Muitos já perceberam que uma premiação pode dizer várias coisas, mas não necessariamente que o filme premiado seja mesmo bom. Os premiados dos últimos festivais internacionais (digamos, de 2014 e 2015) continuam despertando a maior curiosidade dos cinéfilos, que eventualmente ignoram o belíssimo Cavalo Dinheiro, mas irão se acotovelar para ver a lenga-lenga interminável de Lav Diaz que tirou o prêmio máximo de Locarno 2014 do filme de Pedro Costa (que por sua vez ficou só com prêmio de realizador, que vale alguma coisa, para os cinéfilos, se for em Cannes, Veneza ou Berlim… Vai entender). Comércio, dizem os sábios. É tudo questão de comércio. Daí vem gente falar em cinema de autor…

São muitos os relatos que ouvi e li, durante a Mostra 2015, por exemplo, de críticos veteranos e de outros nem tanto, que enxergam as premiações como o jogo comercial que deve ser enxergado. Está rolando até piada: “esse filme deve ser ruim”/ “foi premiado em tal festival”/ “xii, então deve ser ruim mesmo”. Os últimos premiados em Cannes e Veneza, respectivamente, Dheepan , do medíocre Jacques Audiard, e Desde Allá, de Lorenzo Vigas, têm despertado esse tardio questionamento, quando não um sentimento salutar de revolta (“por onde andaria a cabeça desses jurados?”). Locarno 2015, ao menos, premiou Hong Sang-soo, mas esses acertos têm se tornado raros.

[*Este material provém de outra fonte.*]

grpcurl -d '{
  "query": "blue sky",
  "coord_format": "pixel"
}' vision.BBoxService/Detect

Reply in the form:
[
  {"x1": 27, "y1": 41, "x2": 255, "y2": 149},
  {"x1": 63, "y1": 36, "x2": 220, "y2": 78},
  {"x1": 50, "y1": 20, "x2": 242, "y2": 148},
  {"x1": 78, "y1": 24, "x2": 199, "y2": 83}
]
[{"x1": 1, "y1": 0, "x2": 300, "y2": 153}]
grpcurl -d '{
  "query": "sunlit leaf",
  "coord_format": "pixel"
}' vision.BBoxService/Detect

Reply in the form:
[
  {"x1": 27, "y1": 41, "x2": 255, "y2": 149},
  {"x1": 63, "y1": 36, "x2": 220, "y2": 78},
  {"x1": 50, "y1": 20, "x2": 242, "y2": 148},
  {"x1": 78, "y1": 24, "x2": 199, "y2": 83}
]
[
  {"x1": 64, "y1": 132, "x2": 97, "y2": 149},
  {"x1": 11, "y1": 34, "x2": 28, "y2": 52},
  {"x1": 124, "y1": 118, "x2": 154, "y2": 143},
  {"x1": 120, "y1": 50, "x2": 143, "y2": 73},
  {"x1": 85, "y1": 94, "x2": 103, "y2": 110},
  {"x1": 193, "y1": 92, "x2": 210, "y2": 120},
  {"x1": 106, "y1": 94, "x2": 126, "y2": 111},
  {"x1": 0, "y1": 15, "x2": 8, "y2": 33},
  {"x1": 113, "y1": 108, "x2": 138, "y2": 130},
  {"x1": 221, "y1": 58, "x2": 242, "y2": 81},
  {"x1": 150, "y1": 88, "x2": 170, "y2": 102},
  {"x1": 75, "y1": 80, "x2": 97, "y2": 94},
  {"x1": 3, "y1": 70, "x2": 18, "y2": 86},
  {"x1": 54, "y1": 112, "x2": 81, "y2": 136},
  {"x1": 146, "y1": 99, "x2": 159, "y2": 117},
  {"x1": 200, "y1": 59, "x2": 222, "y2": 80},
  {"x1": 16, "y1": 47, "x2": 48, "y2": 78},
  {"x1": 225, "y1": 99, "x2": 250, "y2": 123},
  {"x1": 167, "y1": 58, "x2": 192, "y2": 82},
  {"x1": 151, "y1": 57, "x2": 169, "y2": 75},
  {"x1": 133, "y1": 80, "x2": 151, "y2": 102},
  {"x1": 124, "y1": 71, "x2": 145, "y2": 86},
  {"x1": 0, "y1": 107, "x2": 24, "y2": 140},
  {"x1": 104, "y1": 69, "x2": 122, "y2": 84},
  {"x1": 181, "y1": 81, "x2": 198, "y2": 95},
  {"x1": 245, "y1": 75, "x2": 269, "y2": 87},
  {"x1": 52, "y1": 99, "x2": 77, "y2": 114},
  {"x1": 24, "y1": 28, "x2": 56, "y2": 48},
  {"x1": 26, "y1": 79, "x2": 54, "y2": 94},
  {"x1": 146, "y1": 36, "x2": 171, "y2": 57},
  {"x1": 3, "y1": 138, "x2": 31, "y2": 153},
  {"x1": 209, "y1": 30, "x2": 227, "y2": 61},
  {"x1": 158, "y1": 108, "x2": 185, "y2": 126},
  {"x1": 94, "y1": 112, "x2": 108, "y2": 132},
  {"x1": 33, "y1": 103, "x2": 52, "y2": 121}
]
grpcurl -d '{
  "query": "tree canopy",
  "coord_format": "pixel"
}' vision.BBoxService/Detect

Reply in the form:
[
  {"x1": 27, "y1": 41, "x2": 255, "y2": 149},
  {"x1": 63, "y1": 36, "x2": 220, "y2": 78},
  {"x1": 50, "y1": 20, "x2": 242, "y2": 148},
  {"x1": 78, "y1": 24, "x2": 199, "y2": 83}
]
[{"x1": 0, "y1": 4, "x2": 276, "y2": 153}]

Sei que há exceções, mas geralmente ganha quem faz mais ou melhor lobby, ou quem se associa a mais poderosos, quem bajula mais e melhor, quem tem mais conexões internacionais: o maldito network que se antecipa à inquietação artística (e muitas vezes a substitui). Os principais festivais europeus, aqueles por onde corre mais dinheiro, estão corrompidos pelo comércio de filmes, e, como disse Louis Skorecki, a respeito de premiações como a do embuste Xavier Dolan em Cannes, isso pode ser um sinal do fim desses festivais (como evento de credibilidade) e, por consequência, do cinema (que não teria mais para onde fugir quando confrontado às tais exigências do mercado, essas assombrações invocadas pelos homens de dinheiro). Fim, bem entendido, de um tipo de cinema dependente de louros para ser exibido a um público mais amplo, fora dos festivais. De um tipo de cinema, digamos, que é predominante, sem ser blockbuster. Do fim, então, talvez surja um recomeço. Mas aí já estou otimista.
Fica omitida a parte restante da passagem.